A key thing which as been identified from this financial statement is limitation from ration analysis. The financial statement places emphasis on indicators and key rations. It is abnormal since there is no single measure, which is capable of capturing relevant and important information on the company. In this company, the calculation on different rations happens to be the starting point. Analysis requires development of ratios, understating of reasons and forming expectations. The overarching rule of a ration is in fact ought to be and depends on the nature of particular of the industry that the financial statement is adopted from.
Consequently, from the financial statement one will notice the ratios are expected to be generated on a benchmark framework. After looking at the financial statement, one fails to notice this framework. Additionally, from the above financial statement, one will notice that they will be non-operating items; for instance, judgements include effects on the comparison between year and year two. While this approach seems legitimate, it is more meaningful to ignore effects on items and the financial ratio. For this reason, one will notice that ratios mean that there is a comparison between past ratios is not specified on given industrial or business standard. The financial statement is basically blank and does not demonstrate proper or what can be considered coherent information.
To analyse this, the best possible option is applying financial statement, which does place greater emphasis on the summary of key ration and current ration. However, as stated, there is lacks a single approach that seek to merge a single approach into a collective financial statement. It should further be noted that the possibility of engaging on window dressing presents a working challenge. Based on these two, one will notice that the above financial statement are ratios computed using standard numbers and this presents serious problems which can evoke fraudulent activities.

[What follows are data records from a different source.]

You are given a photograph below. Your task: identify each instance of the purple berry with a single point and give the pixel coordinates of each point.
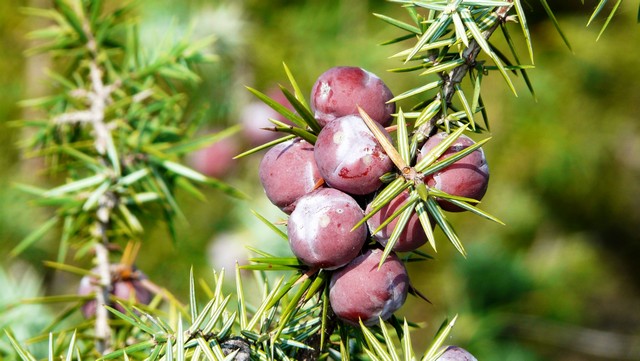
(349, 156)
(361, 291)
(287, 172)
(455, 353)
(125, 284)
(255, 116)
(468, 177)
(320, 229)
(340, 90)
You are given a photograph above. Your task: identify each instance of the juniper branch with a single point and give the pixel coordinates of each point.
(457, 74)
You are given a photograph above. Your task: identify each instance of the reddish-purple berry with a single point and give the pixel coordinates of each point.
(468, 177)
(126, 284)
(455, 353)
(287, 172)
(361, 291)
(349, 156)
(320, 232)
(340, 90)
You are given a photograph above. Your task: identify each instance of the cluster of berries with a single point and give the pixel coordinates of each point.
(326, 189)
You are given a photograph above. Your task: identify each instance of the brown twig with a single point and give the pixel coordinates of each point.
(456, 75)
(98, 98)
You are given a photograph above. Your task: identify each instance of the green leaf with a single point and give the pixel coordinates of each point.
(439, 149)
(484, 45)
(76, 186)
(265, 146)
(24, 354)
(461, 32)
(465, 106)
(525, 76)
(302, 109)
(402, 138)
(425, 222)
(611, 14)
(525, 28)
(435, 30)
(442, 221)
(271, 226)
(453, 158)
(191, 145)
(443, 333)
(34, 236)
(417, 90)
(442, 67)
(597, 11)
(397, 23)
(296, 119)
(549, 12)
(375, 346)
(296, 89)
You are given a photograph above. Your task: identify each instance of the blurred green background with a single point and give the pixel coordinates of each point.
(561, 281)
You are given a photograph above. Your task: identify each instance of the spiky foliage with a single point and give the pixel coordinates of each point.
(116, 131)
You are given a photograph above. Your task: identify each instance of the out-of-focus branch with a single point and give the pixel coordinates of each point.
(456, 75)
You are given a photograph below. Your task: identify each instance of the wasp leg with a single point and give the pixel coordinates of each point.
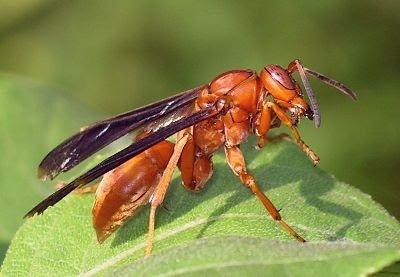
(159, 193)
(262, 125)
(286, 120)
(236, 162)
(195, 165)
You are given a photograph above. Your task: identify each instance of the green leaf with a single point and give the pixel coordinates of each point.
(33, 119)
(223, 229)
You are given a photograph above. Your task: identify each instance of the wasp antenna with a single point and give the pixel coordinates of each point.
(333, 83)
(310, 94)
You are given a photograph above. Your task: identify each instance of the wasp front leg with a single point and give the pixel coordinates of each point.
(280, 113)
(236, 162)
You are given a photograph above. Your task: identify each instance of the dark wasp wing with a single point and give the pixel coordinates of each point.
(98, 135)
(124, 155)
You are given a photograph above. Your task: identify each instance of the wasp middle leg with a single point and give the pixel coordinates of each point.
(159, 193)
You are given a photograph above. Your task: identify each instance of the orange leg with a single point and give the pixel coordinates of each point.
(262, 125)
(236, 162)
(286, 120)
(195, 166)
(159, 193)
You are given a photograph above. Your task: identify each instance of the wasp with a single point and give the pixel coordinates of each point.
(221, 114)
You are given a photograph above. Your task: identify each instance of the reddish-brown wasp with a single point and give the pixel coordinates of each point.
(219, 114)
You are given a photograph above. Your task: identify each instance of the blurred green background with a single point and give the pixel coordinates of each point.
(112, 56)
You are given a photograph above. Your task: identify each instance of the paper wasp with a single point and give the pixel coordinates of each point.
(223, 113)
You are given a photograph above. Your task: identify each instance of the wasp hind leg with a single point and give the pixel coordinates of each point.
(236, 162)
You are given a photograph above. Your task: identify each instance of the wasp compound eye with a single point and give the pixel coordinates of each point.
(281, 76)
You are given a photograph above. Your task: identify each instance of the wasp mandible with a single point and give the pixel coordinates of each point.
(223, 113)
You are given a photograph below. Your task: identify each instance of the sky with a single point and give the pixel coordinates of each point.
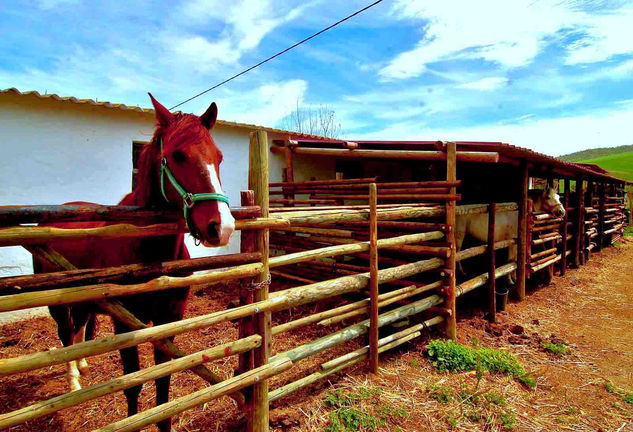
(553, 76)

d) Identify the related accounts that the forensic accountant might want to further investigate.
A forensic auditor may identify the contra account and how it can be applied to offset inefficiencies in the financial statement. A contract account builds normal debit balance and creates a credit balance. The contra account is vital since it is deducted from the balance of the related assets accounts in the financial statement and resulting difference is understood as the book of assets. Improvising the contract account ensures that journal entry reduces the overall book value of assets.
In fact, the forensic accountant will be in a better position to derive a contra assets accounts. This is regular account that carriers a debit balance and also carriers a credit balance. The advantages of a contra account are that it carries doubtful accounts on accumulated depreciation depression. The accounts also create an allowance for doubtful account, which offsets a company accounts. Secondly, a contra account creates a liability account. The credit balance created has a common liability on accounts. This ensures that cash receivables are issued on a bond on maturity.
The contra account also creates a contra revenue account. This allows the creation of sales allowance, sale returns and sale discounts. The accounts also creates total amount of company’s revenue.